Hj.Sasse at UNI-KOELN.DE
Wed Nov 18 18:03:12 UTC 1998
Seth Jerchower, Ph.D. wrote:
> Thanks for the data, which I find interesting 1) from a deictic perspective,
> and 2) from a pragmatics one (any distinctions in use between declarative
> and interrogative, et altera?).
> Btw, does this same syntagma occur (nom_pre exclusively) where the speaker
> coincides with the referent, i.e. a first person case (I seem to recall the
> "Tarzan/Jane" caricature paradigm)
No, the bare predicate noun occurs only in the third person. In the first and
second person (and in tenses other than the present) there is an overt copula
(e.g. 1sg vagyok 'I am'). Thus, you cannot say simply "Tana´r." in the sense of
'I'm a teacher.', you have to say "Tana´r vagyok."In the third person there is
no segmental difference between declarative and interrogative, just a difference
in intonation, so you say "Tana´r." (He/She is a teacher) with the falling
terminal declarative intonation and "Tana´r?" with the rising (high pitch on the
final syllable) intonation for 'Is he/she a teacher?' (the same holds for
adjectives: "Barna. 'He/She/It is brown.' Barna? 'Is he/she/it brown?').

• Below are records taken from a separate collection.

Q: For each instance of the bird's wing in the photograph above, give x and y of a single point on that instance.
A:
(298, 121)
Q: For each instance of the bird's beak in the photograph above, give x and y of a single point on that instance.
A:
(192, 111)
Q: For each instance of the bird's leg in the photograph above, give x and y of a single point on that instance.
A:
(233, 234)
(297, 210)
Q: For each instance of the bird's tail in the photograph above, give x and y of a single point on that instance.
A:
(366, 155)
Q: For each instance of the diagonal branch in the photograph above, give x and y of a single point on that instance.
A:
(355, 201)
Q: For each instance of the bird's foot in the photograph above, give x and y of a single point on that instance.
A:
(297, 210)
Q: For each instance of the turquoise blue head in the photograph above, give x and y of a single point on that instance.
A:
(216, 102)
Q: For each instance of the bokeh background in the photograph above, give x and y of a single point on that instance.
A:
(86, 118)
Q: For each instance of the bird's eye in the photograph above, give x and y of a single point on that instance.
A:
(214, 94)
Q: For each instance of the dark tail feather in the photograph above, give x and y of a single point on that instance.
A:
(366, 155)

A general remark: the "pro-drop" concept is extremely misleading if taken
literally because it suggests that something is dropped which should be there.

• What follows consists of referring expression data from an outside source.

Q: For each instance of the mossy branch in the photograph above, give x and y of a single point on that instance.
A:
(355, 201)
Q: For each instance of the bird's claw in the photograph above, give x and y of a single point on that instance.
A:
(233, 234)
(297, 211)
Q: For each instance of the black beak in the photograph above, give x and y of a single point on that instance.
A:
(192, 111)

The "system architecture" of Hungarian (and many other so-called "pro-drop"
languages) is such that the opposite is true: free pronouns can be added to
signalize certain functions. It is certainly not ungrammatical to say "O´´
tana´r." (lit. 'he teacher') or "E´n tana´r vagyok." (lit. 'I teacher am'), but
this would be a different kind of statement involving a different
discourse-pragmatic structure (focus, contrast, etc.). There is no differernce
between nouns and verbs in this respect: "Va´r. 'He is waiting.'" and "O´´ va´r.

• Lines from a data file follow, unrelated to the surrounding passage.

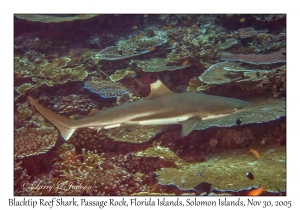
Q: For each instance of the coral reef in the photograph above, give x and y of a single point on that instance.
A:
(162, 152)
(64, 60)
(132, 47)
(139, 135)
(34, 141)
(196, 85)
(53, 18)
(157, 65)
(106, 89)
(217, 75)
(259, 111)
(275, 57)
(121, 74)
(227, 171)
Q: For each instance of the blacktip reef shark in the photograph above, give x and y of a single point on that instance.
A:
(161, 107)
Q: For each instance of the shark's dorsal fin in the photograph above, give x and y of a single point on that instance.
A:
(157, 89)
(93, 112)
(189, 125)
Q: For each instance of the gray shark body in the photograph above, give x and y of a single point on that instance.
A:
(161, 107)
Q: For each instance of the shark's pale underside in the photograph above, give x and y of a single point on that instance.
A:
(161, 107)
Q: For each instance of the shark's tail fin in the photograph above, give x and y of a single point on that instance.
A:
(63, 124)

'HE is waiting.' " display the same discourse-pragmatic contrast as "Tana´r."
and "O´´ tana´r.".
It may well be that we must distinguish between languages such as Hebrew and
perhaps also Arabic (huwa mu'allim 'he is a teacher', lit. 'he teacher') where
the predicate noun needs a pronominal "prop" in order to conform to the
bipartite subject-predicate structure of the Semitic "nominal sentence" and
languages such as Hungarian where the bare predicate noun is treated like a
third person verb form with the addition of pronouns being used for
By the way, "Who's there" is not normally expressed by just saying "Ki? 'Who?' "
in Hungarian, you would say "Ki az? 'Who's that?' ".